For the BJP’s foreign policy, these domestic necessities have important implications. India’s relationship with its Western partners, who have institutional and legal commitments to religious freedom such as the US’s International Religious Freedom Act, are likely to be consistently troubled by periodic episodes of concern and disagreement. These episodes could be quite serious. In areas like technology development and regulation that are of primary strategic importance, concerns over the way that technology is deployed to suppress dissent or target minorities might limit the depth of cooperation. When India needs to request political favors through national legislatures, it may find that it has burned precious political capital.
Even if these episodes are unlikely to derail their broader strategic alignment, they do limit the depth of possible policy cooperation, particularly in areas less directly touched by geo-strategic concerns, like education, migration, or even economic and development policy. It also means that India is unlikely to fully come around to the Western way of thinking on human rights, pitting India’s government against large swaths of Western civil society. In the context of competition with China, where airing concerns over human rights, and in particular China’s treatment of its own Muslim minority groups has become a key flashpoint, it is not clear that India and its partners in the Quadrilateral security dialogue or in Europe can see eye-to-eye.
India also has key relationships with Muslim majority-countries to worry about. For example, India enjoys strong economic and security relationships with the Persian Gulf states, based on the flow of Indian migrant workers to the Gulf and energy resources and remittances back to India. India has also collaborated closely on issues ranging from space exploration to joint military exercises. Like with the West, the logic of these economic and strategic relationships might overwhelm any concerns over religious freedom, a flurry of criticism and public outrage over the riots in Delhi targeting Muslims in the Gulf points to the limits that the BJP’s othering of Muslims places on the depth of India’s relationships to the Gulf.
Still, Islamophobia and the targeting of minority rights are not always a loser abroad. Some relationships, like India’s close defense and trade relationship with Israel, are unlikely to be significantly shaken by concerns around Islamophobia and might even be deepened as a Hindu nationalist India makes common cause based on the supposed security threat posed by Muslims. In its immediate neighborhood in its relationship with Sri Lanka, long strained by tensions between the island’s Sinhala and Tamil populations and the Buddhist Sinhala chauvinism of Sri Lanka’s government, an attempt to limit the autonomy of Muslim minorities after the Easter Bombings of 2019 represents a rare moment of narrative convergence between the two states. In these cases, and potentially others, the deep-seated othering of Islam by Hindu nationalists might actually create common ground, rather then be a source of division.

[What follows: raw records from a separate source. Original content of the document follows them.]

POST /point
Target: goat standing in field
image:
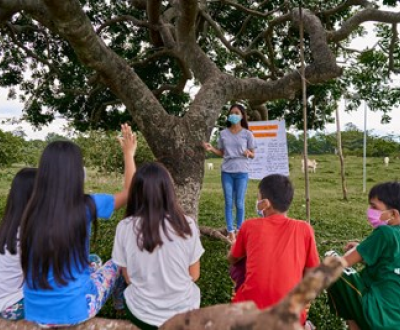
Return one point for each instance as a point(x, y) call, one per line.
point(311, 164)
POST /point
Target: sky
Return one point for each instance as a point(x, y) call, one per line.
point(13, 109)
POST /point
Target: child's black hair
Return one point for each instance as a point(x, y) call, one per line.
point(278, 189)
point(388, 193)
point(20, 192)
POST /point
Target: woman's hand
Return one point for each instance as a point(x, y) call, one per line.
point(128, 140)
point(248, 153)
point(207, 146)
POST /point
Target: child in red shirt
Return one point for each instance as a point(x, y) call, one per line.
point(278, 250)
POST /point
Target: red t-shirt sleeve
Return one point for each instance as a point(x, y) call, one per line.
point(312, 252)
point(238, 249)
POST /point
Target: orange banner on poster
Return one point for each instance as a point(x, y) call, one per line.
point(265, 134)
point(263, 128)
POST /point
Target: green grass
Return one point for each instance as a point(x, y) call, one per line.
point(334, 220)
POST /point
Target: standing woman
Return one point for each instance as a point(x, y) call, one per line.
point(236, 145)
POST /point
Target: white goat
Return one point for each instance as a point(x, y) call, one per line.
point(311, 164)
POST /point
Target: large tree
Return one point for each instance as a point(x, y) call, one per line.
point(99, 62)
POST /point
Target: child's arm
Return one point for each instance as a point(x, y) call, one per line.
point(194, 271)
point(128, 144)
point(352, 257)
point(125, 275)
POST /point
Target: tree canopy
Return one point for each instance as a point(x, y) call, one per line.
point(102, 62)
point(243, 39)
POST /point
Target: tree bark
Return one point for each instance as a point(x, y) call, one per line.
point(245, 316)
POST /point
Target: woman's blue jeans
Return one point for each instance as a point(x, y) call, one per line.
point(234, 186)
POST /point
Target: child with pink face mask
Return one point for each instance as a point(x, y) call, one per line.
point(370, 299)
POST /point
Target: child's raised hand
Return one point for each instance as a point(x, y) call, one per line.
point(128, 140)
point(350, 245)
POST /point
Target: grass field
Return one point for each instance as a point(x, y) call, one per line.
point(335, 221)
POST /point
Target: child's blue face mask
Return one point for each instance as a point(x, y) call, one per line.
point(234, 119)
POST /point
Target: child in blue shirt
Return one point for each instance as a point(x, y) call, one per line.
point(60, 289)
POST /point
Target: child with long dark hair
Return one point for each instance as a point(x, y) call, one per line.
point(159, 250)
point(11, 277)
point(369, 299)
point(60, 289)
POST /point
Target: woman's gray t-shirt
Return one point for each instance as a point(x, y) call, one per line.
point(233, 146)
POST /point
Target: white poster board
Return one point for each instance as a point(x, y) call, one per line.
point(271, 154)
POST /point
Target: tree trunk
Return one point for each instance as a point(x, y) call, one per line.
point(178, 145)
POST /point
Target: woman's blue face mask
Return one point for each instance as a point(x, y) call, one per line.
point(234, 119)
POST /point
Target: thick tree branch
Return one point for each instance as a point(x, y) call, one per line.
point(344, 5)
point(322, 69)
point(123, 18)
point(221, 35)
point(393, 43)
point(251, 12)
point(153, 13)
point(75, 27)
point(12, 34)
point(202, 66)
point(245, 316)
point(361, 17)
point(10, 7)
point(139, 4)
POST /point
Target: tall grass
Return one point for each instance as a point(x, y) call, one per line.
point(334, 220)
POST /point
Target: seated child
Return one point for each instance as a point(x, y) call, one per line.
point(158, 249)
point(61, 288)
point(11, 277)
point(278, 250)
point(369, 300)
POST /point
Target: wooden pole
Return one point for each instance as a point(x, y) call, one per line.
point(304, 94)
point(340, 154)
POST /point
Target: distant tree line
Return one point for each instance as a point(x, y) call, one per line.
point(352, 143)
point(101, 150)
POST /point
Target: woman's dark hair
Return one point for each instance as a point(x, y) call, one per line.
point(388, 193)
point(55, 225)
point(152, 199)
point(20, 192)
point(243, 122)
point(278, 190)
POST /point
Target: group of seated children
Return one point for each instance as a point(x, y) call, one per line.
point(46, 275)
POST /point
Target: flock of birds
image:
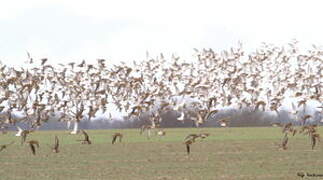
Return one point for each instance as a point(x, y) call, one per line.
point(261, 81)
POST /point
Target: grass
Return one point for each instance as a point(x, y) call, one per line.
point(229, 153)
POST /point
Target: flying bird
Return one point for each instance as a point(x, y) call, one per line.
point(32, 144)
point(4, 146)
point(86, 139)
point(115, 136)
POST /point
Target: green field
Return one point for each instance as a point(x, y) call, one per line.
point(229, 153)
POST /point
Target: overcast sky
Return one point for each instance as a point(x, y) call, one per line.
point(72, 30)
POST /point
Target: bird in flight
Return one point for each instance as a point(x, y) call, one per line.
point(4, 146)
point(115, 136)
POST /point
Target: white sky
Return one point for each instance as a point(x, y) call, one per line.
point(72, 30)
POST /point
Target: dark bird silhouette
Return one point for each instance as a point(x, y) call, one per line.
point(284, 142)
point(188, 145)
point(314, 138)
point(86, 139)
point(32, 144)
point(4, 146)
point(115, 136)
point(56, 145)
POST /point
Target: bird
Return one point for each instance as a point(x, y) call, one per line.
point(284, 142)
point(224, 121)
point(314, 137)
point(55, 148)
point(4, 146)
point(161, 133)
point(204, 135)
point(19, 131)
point(115, 136)
point(32, 144)
point(191, 137)
point(86, 139)
point(188, 145)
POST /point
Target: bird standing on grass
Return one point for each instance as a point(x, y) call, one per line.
point(115, 136)
point(32, 144)
point(86, 139)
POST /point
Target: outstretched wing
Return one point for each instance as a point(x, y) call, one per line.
point(114, 139)
point(188, 149)
point(86, 136)
point(56, 143)
point(33, 149)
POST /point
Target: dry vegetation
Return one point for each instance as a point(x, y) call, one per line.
point(228, 153)
point(199, 91)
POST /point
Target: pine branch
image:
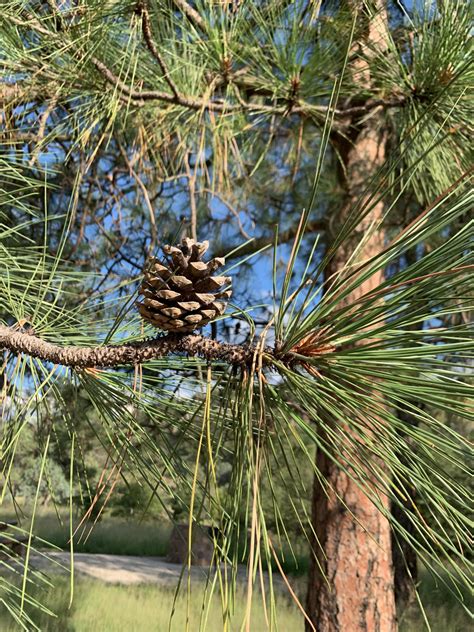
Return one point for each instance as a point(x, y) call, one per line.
point(148, 37)
point(130, 353)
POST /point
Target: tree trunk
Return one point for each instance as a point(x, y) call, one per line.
point(351, 583)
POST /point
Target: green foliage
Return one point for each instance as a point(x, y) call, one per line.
point(96, 166)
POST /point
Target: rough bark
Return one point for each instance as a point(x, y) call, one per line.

Islamophobia has been at the center of the BJP’s rise to power and the Hindu nationalist project more generally. It has been one of the movement’s most important tools to attempt to overcome the obstacles of caste division, language status and even religious differences, by identifying Hinduism with a common narrative of subjugation at the hands of Muslims followed by the restoration of a ‘lost’ Hindu golden age. This narrative cannot be easily jettisoned, and it will continue to constrain India’s foreign relationships as long as Hindu nationalism is an ascendent political force. Only when other narratives and institutions are strengthened as ways to manage India’s internal conflict can it be overcome, a task that is likely to be slow and painstaking at best.